Sexual temptation is so powerful and omnipresent that no human society will ever be free of sexual scandal, but there are moral systems that — if applied — can mitigate original sin. And when it comes to raising boys to become men, that means a specific, intentional effort to understand their unique nature and specific needs.
While not all men are the same (nor are all women the same), in general it’s a simple fact that most boys have a greater sex drive, more physical strength, and more aggression than most girls. These aren’t flaws. They’re characteristics that can be shaped by parents, churches, and civic institutions to virtuous ends. Original sin and human depravity exert constant opposing pressure — poking and prodding and pushing people to indulge, to take what they want, when they want.
It’s too simple to say that the battle is between restraint and gratification, because — in that case — gratification would win every time. No, the goal of the church and the parent is to raise a boy to live with a virtuous purpose, to use his God-given characteristics to advance that purpose, and to understand that he will always be held accountable to that purpose — even behind closed doors, when he lives only before the Audience of One.
A sex drive channeled into a sacred, lifelong marriage bonds husband and wife together and creates and builds families. Physical strength means that a man can be a protector in the way that many women cannot — and not just from the rare physical threat of another man. In times of crisis, what do we so often see? Men disproportionately emerging to do the hard physical labor of rescue and rebuilding. In times of ordinary physical need — whether it’s repairs or relocation — again, it’s disproportionately men who do the work. In a very real way, a good man can be a shelter from the storm.

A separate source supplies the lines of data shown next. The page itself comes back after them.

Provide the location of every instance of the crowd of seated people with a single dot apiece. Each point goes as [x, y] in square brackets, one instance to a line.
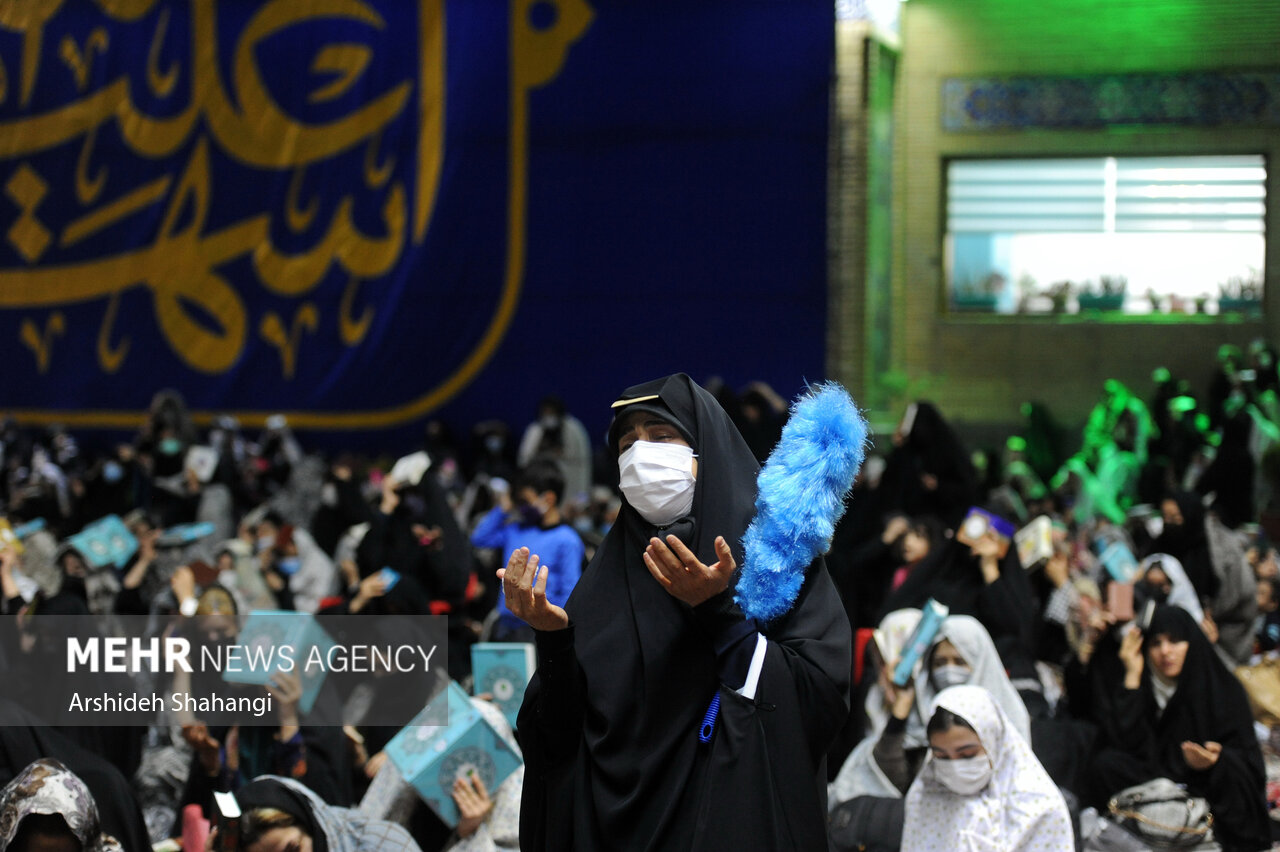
[1138, 647]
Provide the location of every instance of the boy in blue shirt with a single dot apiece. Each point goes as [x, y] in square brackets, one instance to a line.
[533, 521]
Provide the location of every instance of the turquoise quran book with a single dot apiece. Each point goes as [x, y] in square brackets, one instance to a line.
[503, 669]
[432, 757]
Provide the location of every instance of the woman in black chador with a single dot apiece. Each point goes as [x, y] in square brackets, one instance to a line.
[612, 723]
[1178, 713]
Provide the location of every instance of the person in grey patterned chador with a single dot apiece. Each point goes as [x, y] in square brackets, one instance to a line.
[49, 807]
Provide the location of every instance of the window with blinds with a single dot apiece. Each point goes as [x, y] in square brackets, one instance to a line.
[1134, 234]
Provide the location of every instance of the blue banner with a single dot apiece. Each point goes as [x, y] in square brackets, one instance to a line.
[368, 213]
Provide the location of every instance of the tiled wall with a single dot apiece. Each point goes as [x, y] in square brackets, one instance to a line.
[981, 369]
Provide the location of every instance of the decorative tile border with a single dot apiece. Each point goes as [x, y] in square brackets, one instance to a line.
[1246, 100]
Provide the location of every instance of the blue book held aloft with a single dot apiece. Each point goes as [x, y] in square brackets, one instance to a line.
[920, 640]
[1119, 562]
[275, 641]
[432, 757]
[503, 669]
[104, 543]
[184, 534]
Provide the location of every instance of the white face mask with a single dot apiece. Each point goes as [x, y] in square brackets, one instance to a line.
[946, 676]
[658, 480]
[964, 775]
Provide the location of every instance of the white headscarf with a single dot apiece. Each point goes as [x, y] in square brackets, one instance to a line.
[896, 628]
[1182, 592]
[1019, 809]
[974, 644]
[860, 774]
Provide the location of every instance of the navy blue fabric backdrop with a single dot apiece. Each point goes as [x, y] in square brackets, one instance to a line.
[365, 214]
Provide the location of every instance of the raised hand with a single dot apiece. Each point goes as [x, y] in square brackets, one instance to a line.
[1201, 757]
[680, 572]
[1130, 654]
[525, 589]
[474, 804]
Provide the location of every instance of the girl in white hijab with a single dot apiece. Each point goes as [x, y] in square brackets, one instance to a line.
[1179, 590]
[859, 775]
[961, 653]
[972, 642]
[981, 788]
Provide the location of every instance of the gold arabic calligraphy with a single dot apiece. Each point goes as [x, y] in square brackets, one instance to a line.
[199, 311]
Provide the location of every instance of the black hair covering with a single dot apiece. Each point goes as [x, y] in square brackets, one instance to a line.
[1188, 543]
[952, 576]
[932, 447]
[265, 792]
[639, 778]
[1210, 705]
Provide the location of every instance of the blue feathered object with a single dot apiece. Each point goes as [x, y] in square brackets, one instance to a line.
[800, 498]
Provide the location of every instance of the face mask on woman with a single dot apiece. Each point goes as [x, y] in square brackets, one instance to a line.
[964, 775]
[658, 480]
[947, 676]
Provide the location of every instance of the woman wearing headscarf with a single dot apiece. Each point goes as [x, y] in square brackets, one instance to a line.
[24, 740]
[1184, 539]
[1164, 580]
[974, 580]
[929, 471]
[280, 814]
[982, 788]
[48, 805]
[612, 724]
[1178, 713]
[1216, 564]
[961, 653]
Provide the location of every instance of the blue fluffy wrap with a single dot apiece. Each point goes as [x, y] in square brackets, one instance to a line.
[800, 498]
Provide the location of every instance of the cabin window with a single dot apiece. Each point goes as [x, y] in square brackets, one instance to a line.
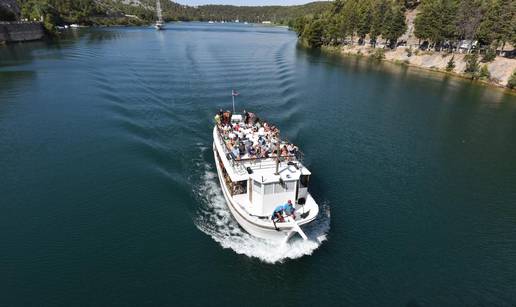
[268, 188]
[286, 186]
[304, 180]
[257, 187]
[240, 187]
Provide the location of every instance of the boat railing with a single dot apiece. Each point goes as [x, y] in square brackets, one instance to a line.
[240, 164]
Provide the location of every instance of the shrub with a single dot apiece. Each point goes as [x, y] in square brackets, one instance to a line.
[379, 54]
[512, 81]
[484, 73]
[451, 64]
[489, 56]
[472, 66]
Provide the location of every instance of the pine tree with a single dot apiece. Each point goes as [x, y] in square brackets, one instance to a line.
[395, 25]
[472, 65]
[484, 73]
[378, 18]
[451, 64]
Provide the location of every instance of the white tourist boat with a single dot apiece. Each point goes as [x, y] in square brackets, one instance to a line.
[159, 23]
[255, 186]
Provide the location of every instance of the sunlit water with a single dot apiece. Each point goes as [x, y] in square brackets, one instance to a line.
[109, 194]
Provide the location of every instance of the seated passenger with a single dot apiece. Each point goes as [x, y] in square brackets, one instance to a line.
[235, 153]
[284, 151]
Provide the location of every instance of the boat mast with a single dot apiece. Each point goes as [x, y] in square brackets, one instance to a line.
[158, 11]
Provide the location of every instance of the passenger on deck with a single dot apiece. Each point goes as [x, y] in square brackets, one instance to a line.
[289, 209]
[284, 151]
[235, 153]
[277, 215]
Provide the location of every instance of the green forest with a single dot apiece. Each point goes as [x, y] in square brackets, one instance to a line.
[439, 24]
[110, 12]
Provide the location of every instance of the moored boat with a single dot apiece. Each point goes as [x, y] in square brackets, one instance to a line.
[261, 177]
[159, 23]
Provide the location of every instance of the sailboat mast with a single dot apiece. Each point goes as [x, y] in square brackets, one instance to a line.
[158, 10]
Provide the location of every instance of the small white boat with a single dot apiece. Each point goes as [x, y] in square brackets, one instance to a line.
[159, 23]
[256, 182]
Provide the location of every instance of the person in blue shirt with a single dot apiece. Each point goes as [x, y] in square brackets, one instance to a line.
[289, 209]
[277, 215]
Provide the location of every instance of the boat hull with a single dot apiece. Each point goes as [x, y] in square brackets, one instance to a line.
[268, 233]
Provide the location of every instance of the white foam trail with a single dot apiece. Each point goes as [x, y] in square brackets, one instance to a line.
[215, 219]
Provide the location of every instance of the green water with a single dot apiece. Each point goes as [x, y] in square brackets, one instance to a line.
[109, 195]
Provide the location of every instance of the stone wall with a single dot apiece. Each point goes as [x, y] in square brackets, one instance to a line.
[20, 31]
[11, 6]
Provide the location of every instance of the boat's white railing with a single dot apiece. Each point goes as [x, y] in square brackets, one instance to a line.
[241, 164]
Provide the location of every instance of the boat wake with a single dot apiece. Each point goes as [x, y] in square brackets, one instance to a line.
[215, 219]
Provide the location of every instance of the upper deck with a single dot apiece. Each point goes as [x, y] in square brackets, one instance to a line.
[252, 149]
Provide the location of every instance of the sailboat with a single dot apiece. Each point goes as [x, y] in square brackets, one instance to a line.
[159, 23]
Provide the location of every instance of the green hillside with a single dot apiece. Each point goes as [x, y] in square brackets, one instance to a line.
[106, 12]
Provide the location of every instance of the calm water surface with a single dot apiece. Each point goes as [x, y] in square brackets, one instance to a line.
[109, 196]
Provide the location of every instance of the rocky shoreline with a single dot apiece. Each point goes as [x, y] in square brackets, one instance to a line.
[500, 69]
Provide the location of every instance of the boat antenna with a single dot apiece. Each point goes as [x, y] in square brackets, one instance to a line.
[233, 95]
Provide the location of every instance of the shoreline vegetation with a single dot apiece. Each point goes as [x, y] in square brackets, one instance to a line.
[472, 39]
[60, 13]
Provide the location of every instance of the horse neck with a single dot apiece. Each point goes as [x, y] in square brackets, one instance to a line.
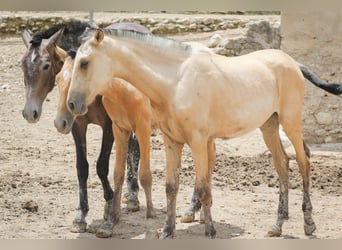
[152, 70]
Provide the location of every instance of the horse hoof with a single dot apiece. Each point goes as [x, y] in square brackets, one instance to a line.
[309, 229]
[78, 227]
[104, 233]
[133, 205]
[201, 220]
[274, 232]
[188, 217]
[151, 214]
[107, 209]
[211, 235]
[165, 235]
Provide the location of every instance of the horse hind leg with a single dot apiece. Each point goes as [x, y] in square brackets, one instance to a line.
[270, 131]
[195, 204]
[133, 158]
[294, 133]
[145, 174]
[79, 129]
[102, 166]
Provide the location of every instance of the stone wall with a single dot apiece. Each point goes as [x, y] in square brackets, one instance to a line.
[12, 24]
[315, 39]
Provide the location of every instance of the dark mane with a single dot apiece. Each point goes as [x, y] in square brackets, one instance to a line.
[146, 38]
[71, 53]
[70, 38]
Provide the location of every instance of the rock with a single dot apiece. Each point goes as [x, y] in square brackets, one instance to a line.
[30, 205]
[215, 40]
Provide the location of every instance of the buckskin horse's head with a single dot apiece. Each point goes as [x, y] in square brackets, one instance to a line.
[40, 64]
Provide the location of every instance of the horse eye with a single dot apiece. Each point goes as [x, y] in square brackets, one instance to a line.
[84, 64]
[46, 66]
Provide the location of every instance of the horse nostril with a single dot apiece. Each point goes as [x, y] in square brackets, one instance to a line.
[64, 124]
[71, 106]
[35, 114]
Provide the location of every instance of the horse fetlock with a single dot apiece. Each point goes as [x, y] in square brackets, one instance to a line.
[150, 213]
[133, 205]
[167, 233]
[202, 217]
[107, 209]
[210, 232]
[275, 231]
[78, 226]
[309, 228]
[105, 231]
[189, 216]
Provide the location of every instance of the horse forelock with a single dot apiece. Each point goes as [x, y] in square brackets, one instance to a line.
[72, 28]
[150, 39]
[145, 38]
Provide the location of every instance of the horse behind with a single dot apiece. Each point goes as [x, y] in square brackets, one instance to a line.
[41, 62]
[129, 111]
[202, 96]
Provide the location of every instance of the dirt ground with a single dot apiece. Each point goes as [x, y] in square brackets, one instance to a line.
[39, 190]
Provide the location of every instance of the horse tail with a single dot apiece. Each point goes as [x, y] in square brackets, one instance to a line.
[333, 88]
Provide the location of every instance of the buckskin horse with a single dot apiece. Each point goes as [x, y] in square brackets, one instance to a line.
[201, 96]
[129, 111]
[40, 64]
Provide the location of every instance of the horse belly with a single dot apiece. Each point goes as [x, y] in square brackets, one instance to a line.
[244, 117]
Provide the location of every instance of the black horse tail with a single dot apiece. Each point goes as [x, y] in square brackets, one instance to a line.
[333, 88]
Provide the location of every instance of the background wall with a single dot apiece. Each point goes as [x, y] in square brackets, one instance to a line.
[315, 39]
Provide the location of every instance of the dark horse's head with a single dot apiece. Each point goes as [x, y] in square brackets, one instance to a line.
[43, 60]
[40, 65]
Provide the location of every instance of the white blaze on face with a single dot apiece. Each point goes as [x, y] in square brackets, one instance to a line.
[33, 56]
[66, 75]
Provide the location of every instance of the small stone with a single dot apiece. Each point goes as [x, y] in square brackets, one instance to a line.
[31, 206]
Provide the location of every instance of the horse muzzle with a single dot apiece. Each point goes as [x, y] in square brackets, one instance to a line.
[77, 104]
[64, 123]
[32, 112]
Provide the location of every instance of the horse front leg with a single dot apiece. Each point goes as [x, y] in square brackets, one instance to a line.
[79, 130]
[202, 151]
[270, 131]
[102, 165]
[173, 151]
[145, 176]
[121, 147]
[195, 205]
[133, 158]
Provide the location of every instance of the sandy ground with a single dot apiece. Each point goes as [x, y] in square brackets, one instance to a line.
[39, 190]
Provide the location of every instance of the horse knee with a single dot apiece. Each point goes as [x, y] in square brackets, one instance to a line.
[204, 194]
[171, 189]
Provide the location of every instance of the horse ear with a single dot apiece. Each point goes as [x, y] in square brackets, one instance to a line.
[55, 37]
[99, 35]
[26, 36]
[61, 53]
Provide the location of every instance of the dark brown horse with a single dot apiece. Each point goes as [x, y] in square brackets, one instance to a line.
[40, 64]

Given the reality of male human nature, I can think of few cultural messages more destructive than the sexual-revolution ethics that urge indulgence.
And what of aggression? Channeled into that higher purpose it can be the foundation for the ambition that builds careers or creates the tolerance for risk that empowers entrepreneurs or lays the foundation for the courage of soldiers and sailors.
Given the reality of male human nature, I can think of few cultural messages more destructive — more enabling for sexual predators — than the sexual-revolution ethics that urge indulgence, that often describe sexual relationships as the object of human interaction. It’s as if the sexual revolutionary looks at original sin and says, “Yes please.”
I know the sexual revolutionary objects to my critique. He rightly says that he doesn’t believe that “anything goes.” He erects moral walls against exploitation — the most prominent is consent. But if men fail (and they too often do) when the moral codes are more strict and the call to live a higher purpose is more pronounced, why do sexual revolutionaries believe men will fail less when the moral codes diminish and sexual freedom is considered part of their life’s purpose? Do they not see the linkage between handing out condoms by the armload — and celebrating “sex weeks” in college — and the number of women who feel used, abused, and exploited?
Much of the modern moral struggle is the war between entitlement and obligation. Raise a boy to live for himself, with a sense of entitlement, and he will often unleash that enormous inborn energy in the most destructive of ways. Raise a boy to live for others, with a sense of obligation, and that same energy can build a nation and sustain a culture. We can’t make a perfect world, but we do have a choice. Better or worse? It’s time to recognize and respond to human nature, or — despite the best of intentions — we will continue to choose to be worse.
— David French is a senior writer for National Review, a senior fellow at the National Review Institute, and an attorney.